Aye, I can see why you wouldn't want to say anything, sounded like a pretty hellish experience when it was time to leave!


----------



## The Pirate (Jan 6, 2009)

Great pics guys ...Looks like you had fun


----------



## lost (Jan 6, 2009)

Considering how decrepit it looks, it's really tidy on the inside!
Amazing stuff.


----------



## crashmatt (Jan 6, 2009)

lost said:


> Considering how decrepit it looks, it's really tidy on the inside!
> Amazing stuff.



It's pretty good in most places. There's some vandal damage - not done by us! Smashed windows and such like. There's ice on some of the interior corridors where the windows are broken. It wouldn't take a huge amount of work to tidy it up and make it nice on the inside, but I doubt it would ever me sea worthy again.

Was great fun, mostly.


----------



## Neosea (Jan 6, 2009)

Poor old girl. Cool photos, thanks.


----------



## nalski (Jan 7, 2009)

Agreed, yeah, best internal shots I've seen too, well done.

Breaks my heart to see that Zaccaria Astro Wars machine just rotting away, not to mention the Asteroids and the Galaxian!  

One of my other hobbies is collecting and restoring arcade machines of that era. I still have Asteroids and Galaxian machines like the ones in the pics and also had the Astro Wars cab too but sold that a while ago.


----------



## jhluxton (Jan 7, 2009)

Many shipping enthusiasts have been craving pictures of the inside of this vessel .... amazing!


----------



## crashmatt (Jan 7, 2009)

jhluxton said:


> Many shipping enthusiasts have been craving pictures of the inside of this vessel .... amazing!

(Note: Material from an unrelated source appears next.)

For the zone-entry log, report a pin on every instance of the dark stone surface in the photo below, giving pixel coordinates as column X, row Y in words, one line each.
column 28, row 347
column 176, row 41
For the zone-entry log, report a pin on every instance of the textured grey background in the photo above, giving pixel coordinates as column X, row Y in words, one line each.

Cool. Glad to have been of service


----------



## ricasso (Jan 7, 2009)

Pint of Pledge and a packet of crisps please


----------



## spacepunk (Jan 8, 2009)

Wonderful explore.
Loved seeing those old arcade machines, takes me back to the '10p a go' days.


----------



## The_Revolution (Jan 8, 2009)

nalski said:


> Agreed, yeah, best internal shots I've seen too, well done.
> 
> Breaks my heart to see that Zaccaria Astro Wars machine just rotting away, not to mention the Asteroids and the Galaxian!
> 
> One of my other hobbies is collecting and restoring arcade machines of that era. I still have Asteroids and Galaxian machines like the ones in the pics and also had the Astro Wars cab too but sold that a while ago.

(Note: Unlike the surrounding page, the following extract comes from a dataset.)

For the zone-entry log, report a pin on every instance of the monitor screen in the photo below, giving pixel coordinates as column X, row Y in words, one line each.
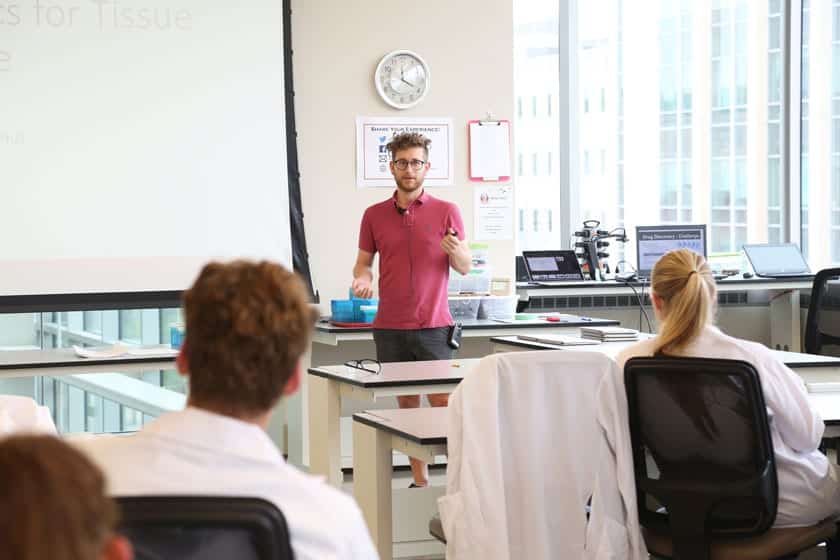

Ask the owner nicely; he might sell. He could spend the money on charisma lessons


----------



## infromthestorm (Jan 8, 2009)

Nice suprise this,i often pass the' Duke' when i want to avoid the A55,always assumed it was gutted inside,good explore


----------



## smileysal (Jan 10, 2009)

Wow, excellent work guys, I love those red chairs in the lounge area, and the blue seats on the window sides of the ship. I haven't seen any of these pics before. I love seeing the model of her under the Sealink livery. I am so glad to see the inside of here, it looks in excellent condition internally. 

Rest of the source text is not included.